Mako Realty & Construction v. Brick Township

A-6470-97T5 (N.J. Super. App. Div. 1999) (Unpublished)
  • Opinion Date: July 27, 1999

TAXATION; APPEALS—Regardless of whether the Tax Court dismisses an appeal through judgment or through an order of dismissal, the appeal is dismissed.

A taxpayer filed a timely complaint for review of a real property assessment by the Tax Court. At the time of filing, it had not complied with the statutory requirements that “no less than the total of all taxes and municipal charges due, up to and including the first quarter of the taxes and municipal charges assessed against him for the current tax year. ” must have been paid.
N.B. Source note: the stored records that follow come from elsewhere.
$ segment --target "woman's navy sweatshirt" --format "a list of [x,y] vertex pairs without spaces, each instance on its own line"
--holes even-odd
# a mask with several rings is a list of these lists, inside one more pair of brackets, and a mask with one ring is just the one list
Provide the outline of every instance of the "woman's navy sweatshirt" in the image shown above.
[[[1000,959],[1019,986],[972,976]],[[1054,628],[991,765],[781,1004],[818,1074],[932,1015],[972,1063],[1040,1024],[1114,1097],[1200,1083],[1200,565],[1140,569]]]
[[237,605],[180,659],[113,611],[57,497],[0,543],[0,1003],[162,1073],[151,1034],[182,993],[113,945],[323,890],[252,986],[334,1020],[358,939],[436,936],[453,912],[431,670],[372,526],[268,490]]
Although payment of taxes due is not a prerequisite to the Tax Court’s exercise of jurisdiction, an appeal must be dismissed if the municipality moves for dismissal and the taxes have not been paid at the time the motion is to be heard. The municipality made such a motion and the taxpayer did not appear on the return date. The judge granted the motion and entered an “order and judgment” in accordance with an oral ruling, thereby dismissing the tax appeal, with prejudice, for failure to pay taxes. The Tax Court’s order was the one submitted by the municipality’s attorney with changes made by the Tax Court. The taxpayer appealed to the Appellate Division, arguing that “[t]he trial judge committed error by sua sponte modifying the proposed form of order.” Before the appeal was heard, the lower court filed a letter opinion, amplifying the reasons for its decision. The Appellate Division affirmed the Tax Court’s rulings and had no difficulty with the lower court conforming the proposed order to reflect that it was an “Order and Judgment.” It held that entry of a judgment rather than an order of dismissal caused no detriment to the taxpayer, because once the appeal had been dismissed, it could not have been refiled, whatever the form of the dismissal, because the deadline had passed.